Dear Friends,
One of the things I appreciate about the summer break from sermon preparation is the opportunity to read things that have nothing to do with work. Of course everything connects and even a fiction book brings ideas worth pulpit time.
While I was at Chautauqua last week, when not listening to the stimulating, inspiring morning lectures, sponsored National Geographic, and all the other events, I read two books not related to work.
The first book is a memoir by Bill Bryson – I loved laughing through his earlier book, A Walk in the Woods, several years ago. I was hoping for more of the same and I wasn’t disappointed. The Life and Times of the Thunderbolt Kid took me back to my growing up years in the 40’s and 50’s. Bryson didn’t arrive on the scene until 1951, when I was eleven, but he captures the essence of my earliest decades, with laughs on every page, interspersed with some of the serious stuff that was going on during those times about a world in transition – the cold war, red baiting, false advertising and so forth.
Bryson grew up with an active, rich fantasy life which he mined for this memoir. The title comes from a costume he wore at age five that consisted of an old football shirt that had a thunderbolt emblazoned on it and a towel that he wrapped around his neck to serve as a kind of Superman cape. In his active imagination he leaped tall buildings with a single bound and with his imaginary ray gun he zapped evil doers, or people who rubbed him the wrong way.
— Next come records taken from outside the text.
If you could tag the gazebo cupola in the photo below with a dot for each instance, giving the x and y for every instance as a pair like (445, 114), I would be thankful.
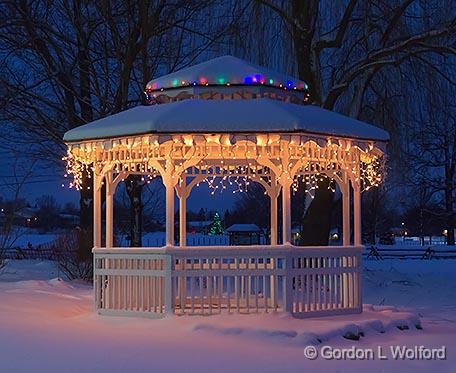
(229, 121)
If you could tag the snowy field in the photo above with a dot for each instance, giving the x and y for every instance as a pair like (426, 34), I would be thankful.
(47, 325)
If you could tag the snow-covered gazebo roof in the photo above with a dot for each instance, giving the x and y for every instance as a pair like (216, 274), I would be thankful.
(226, 116)
(226, 70)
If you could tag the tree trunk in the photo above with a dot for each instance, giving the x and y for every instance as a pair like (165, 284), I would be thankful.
(450, 216)
(134, 187)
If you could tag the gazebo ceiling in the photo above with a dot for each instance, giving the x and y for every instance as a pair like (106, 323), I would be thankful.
(260, 115)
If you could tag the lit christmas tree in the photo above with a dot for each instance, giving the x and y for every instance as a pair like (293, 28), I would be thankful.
(216, 227)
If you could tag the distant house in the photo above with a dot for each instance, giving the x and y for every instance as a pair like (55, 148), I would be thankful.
(244, 234)
(203, 226)
(26, 217)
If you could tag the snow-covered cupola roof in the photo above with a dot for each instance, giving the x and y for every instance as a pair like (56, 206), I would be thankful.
(227, 95)
(222, 72)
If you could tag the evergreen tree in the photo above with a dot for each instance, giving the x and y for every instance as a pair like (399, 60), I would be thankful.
(216, 227)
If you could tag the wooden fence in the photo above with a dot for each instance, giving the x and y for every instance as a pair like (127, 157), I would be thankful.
(212, 280)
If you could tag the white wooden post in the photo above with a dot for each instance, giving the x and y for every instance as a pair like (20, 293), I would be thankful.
(286, 213)
(97, 209)
(346, 211)
(169, 213)
(109, 210)
(273, 197)
(357, 214)
(182, 192)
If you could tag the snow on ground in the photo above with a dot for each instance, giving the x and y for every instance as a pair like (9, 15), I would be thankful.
(47, 325)
(22, 239)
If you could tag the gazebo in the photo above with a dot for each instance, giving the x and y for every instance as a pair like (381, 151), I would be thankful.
(227, 121)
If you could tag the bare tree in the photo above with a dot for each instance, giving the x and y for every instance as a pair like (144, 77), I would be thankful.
(66, 63)
(12, 188)
(342, 48)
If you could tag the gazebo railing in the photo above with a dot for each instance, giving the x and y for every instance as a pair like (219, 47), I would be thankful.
(306, 281)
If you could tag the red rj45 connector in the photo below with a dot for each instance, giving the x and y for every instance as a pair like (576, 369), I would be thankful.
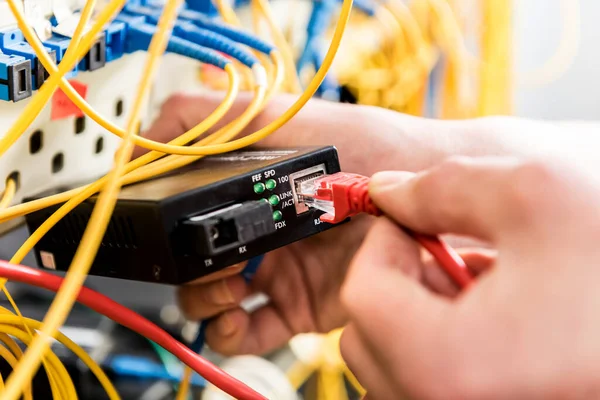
(344, 195)
(340, 195)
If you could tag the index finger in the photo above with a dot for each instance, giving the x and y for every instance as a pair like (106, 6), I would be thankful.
(474, 197)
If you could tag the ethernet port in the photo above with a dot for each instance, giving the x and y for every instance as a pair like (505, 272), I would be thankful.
(297, 178)
(224, 233)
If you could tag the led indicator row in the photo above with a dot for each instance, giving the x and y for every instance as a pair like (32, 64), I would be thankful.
(260, 187)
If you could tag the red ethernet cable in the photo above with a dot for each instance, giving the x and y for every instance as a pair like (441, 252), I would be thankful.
(343, 195)
(130, 319)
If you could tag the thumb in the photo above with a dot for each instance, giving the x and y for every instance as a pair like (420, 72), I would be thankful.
(472, 197)
(398, 318)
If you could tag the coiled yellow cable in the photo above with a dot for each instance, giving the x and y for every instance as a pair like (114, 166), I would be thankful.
(98, 222)
(9, 193)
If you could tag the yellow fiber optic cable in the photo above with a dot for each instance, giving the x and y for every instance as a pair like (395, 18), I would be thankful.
(39, 100)
(150, 171)
(87, 191)
(11, 360)
(85, 17)
(248, 140)
(98, 222)
(496, 80)
(9, 193)
(8, 319)
(76, 98)
(58, 369)
(311, 89)
(13, 353)
(300, 102)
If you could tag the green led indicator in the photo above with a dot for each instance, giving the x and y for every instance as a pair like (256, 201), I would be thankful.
(259, 187)
(271, 184)
(274, 200)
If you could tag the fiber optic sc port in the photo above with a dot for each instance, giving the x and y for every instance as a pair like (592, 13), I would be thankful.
(231, 227)
(301, 176)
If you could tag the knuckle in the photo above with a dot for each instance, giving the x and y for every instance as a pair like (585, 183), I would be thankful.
(443, 188)
(530, 184)
(348, 297)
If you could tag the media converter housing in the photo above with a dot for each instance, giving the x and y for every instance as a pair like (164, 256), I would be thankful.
(178, 227)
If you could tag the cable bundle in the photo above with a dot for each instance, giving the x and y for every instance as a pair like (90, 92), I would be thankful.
(422, 65)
The second book, The Soloist by Steve Lopez, generates very few laughs, some tears, and a wealth of insights about the mental illnesses of the street-person variety. The Soloist was made into a movie but I chose the book, written by a Los Angeles Times columnist about his relationship and his work with Nathaniel Ayers, whose student days at Julliard thirty years earlier came to an abrupt end when his schizophrenia erupted like Mont Vesuvius and took over his life the way the volcano took Pompeii.
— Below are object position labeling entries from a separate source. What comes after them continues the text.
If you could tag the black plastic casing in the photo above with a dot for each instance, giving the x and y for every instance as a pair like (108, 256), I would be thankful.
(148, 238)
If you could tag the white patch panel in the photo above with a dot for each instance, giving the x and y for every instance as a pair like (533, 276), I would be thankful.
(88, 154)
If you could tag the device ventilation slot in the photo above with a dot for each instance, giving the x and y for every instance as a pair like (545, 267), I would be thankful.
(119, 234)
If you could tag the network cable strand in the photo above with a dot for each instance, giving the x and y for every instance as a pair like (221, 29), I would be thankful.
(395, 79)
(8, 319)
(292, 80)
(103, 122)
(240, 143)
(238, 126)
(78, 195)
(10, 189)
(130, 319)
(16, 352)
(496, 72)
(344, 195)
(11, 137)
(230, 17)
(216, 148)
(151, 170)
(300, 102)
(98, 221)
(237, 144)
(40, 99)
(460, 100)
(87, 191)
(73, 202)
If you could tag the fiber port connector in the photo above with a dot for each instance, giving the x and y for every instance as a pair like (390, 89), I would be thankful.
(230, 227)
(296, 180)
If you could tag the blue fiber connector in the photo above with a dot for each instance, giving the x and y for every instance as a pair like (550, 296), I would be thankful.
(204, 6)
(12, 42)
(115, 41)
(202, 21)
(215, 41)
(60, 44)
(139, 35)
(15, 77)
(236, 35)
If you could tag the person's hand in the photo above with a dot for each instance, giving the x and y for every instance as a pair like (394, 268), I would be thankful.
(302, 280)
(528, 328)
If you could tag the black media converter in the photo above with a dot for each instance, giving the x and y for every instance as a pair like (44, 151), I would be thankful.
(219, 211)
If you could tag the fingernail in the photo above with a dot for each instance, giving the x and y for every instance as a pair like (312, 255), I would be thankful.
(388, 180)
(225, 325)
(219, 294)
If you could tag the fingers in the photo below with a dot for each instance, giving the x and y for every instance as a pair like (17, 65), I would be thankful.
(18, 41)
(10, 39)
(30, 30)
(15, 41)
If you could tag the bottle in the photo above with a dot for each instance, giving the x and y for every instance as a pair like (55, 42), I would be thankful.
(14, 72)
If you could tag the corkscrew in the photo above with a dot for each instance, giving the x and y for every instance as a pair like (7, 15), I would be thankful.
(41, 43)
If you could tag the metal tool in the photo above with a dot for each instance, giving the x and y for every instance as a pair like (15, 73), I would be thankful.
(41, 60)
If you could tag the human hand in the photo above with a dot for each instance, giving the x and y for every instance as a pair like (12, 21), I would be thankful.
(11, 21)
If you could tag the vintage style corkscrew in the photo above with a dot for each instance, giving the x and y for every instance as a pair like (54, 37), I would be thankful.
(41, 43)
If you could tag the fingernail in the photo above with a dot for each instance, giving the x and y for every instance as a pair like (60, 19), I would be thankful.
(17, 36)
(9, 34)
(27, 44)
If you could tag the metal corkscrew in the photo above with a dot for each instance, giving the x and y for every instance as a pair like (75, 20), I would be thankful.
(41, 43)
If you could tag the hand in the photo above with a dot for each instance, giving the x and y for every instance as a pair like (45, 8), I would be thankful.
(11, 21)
Lopez first met Ayers when he was playing a violin with just two strings on the streets of L. A. He struck up a conversation and wrote a column about the street musician. The column brought a lot of attention to Ayers and the plight of the homeless and generosity erupted with people donating violins, a cello and a piano, of of which Ayers played with a natural style and deep abiding love.
It’s a moving story about a special friendship, about the devastation of schizophrenia and about the love and therapeutic qualities of music. Both books are about the life of the imagination and the creation of a fantasy world – in one case the fantasies are shared in a humorous way, and in the other the fantasy world takes over like a cruel, unrelenting tyrant-of-the-mind.
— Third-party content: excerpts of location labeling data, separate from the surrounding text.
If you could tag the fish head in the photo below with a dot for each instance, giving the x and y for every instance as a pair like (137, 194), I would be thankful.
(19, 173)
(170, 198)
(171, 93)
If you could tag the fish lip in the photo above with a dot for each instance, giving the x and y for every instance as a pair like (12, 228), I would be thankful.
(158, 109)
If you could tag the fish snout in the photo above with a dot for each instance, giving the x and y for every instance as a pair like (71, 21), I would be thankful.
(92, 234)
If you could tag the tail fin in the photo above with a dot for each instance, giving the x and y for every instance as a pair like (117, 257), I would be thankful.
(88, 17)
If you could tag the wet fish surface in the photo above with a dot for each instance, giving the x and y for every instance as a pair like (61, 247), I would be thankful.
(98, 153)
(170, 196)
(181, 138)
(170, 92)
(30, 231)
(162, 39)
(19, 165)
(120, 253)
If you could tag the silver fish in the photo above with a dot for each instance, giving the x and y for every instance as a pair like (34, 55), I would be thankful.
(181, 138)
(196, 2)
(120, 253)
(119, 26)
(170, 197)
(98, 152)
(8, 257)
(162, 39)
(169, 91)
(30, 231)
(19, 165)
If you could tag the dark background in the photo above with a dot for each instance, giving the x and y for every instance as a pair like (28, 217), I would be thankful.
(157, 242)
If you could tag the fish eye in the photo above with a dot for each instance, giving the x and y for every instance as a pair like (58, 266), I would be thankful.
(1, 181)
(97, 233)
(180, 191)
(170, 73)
The lectures at Chautauqua told another part of the human story – the affirmation of our many diverse cultures, the myth of race (all of us share our human origins in Africa), the celebration in pictures of all the other life forms with whom we share this fragile, beautiful, exciting planet and the exploration of our neighboring planet, Mars.
Now I’m ready for the next chapter in my own life, beginning with a new hip, in preparation for which I had a complete physical and got nothing but gold stars. I hope all is well with you, too. Take good care – see you soon.